Frequently Asked Questions¶
General¶
What is Sparkless?¶
Sparkless is a Python package (pip install sparkless) that provides a PySpark-like SparkSession / DataFrame API without the JVM. It is powered by the Rust crate robin-sparkless, which executes on Polars.
What is robin-sparkless?¶
The Rust engine in this repository. Most Python users only install sparkless from PyPI. Rust developers embed robin-sparkless directly via crates.io.
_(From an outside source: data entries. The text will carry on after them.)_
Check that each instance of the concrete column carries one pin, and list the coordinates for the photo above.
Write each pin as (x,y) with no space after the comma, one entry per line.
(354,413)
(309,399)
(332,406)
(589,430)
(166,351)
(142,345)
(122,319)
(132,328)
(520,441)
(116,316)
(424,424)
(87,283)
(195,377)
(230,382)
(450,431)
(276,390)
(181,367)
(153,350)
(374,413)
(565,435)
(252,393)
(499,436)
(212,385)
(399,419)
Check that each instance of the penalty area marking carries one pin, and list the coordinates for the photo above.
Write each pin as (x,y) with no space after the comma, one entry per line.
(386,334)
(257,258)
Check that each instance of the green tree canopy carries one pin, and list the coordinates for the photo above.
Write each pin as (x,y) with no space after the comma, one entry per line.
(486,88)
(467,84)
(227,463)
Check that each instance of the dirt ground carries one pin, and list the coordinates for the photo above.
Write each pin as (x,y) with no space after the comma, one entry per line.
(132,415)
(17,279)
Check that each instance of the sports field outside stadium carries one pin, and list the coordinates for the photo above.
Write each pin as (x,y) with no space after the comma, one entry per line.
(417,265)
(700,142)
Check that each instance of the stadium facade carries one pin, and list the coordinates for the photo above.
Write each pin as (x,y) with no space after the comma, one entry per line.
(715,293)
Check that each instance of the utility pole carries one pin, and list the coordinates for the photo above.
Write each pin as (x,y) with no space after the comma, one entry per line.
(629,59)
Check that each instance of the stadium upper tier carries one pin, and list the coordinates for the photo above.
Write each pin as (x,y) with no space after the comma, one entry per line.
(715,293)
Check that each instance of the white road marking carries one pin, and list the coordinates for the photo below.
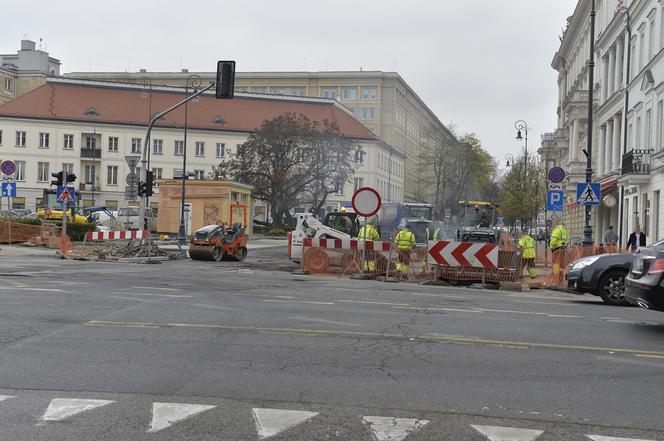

Is this a drop-in replacement for PySpark?¶
For local tests and development, often yes — swap the import to from sparkless.sql import SparkSession. For production Spark clusters, no. See Before you adopt.
Do I need Java?¶
No for normal Sparkless usage. Java is only required if you run tests with SPARKLESS_TEST_MODE=pyspark to compare against real PySpark.
How is Sparkless different from Polars?¶
Sparkless exposes a PySpark-compatible API (SparkSession, groupBy, spark.sql, temp views). Polars has its own Python API. Sparkless is for teams with existing PySpark code or tests; Polars is for new Polars-native pipelines.
Installation¶
How do I install Sparkless?¶
See Python getting started and Troubleshooting (Python).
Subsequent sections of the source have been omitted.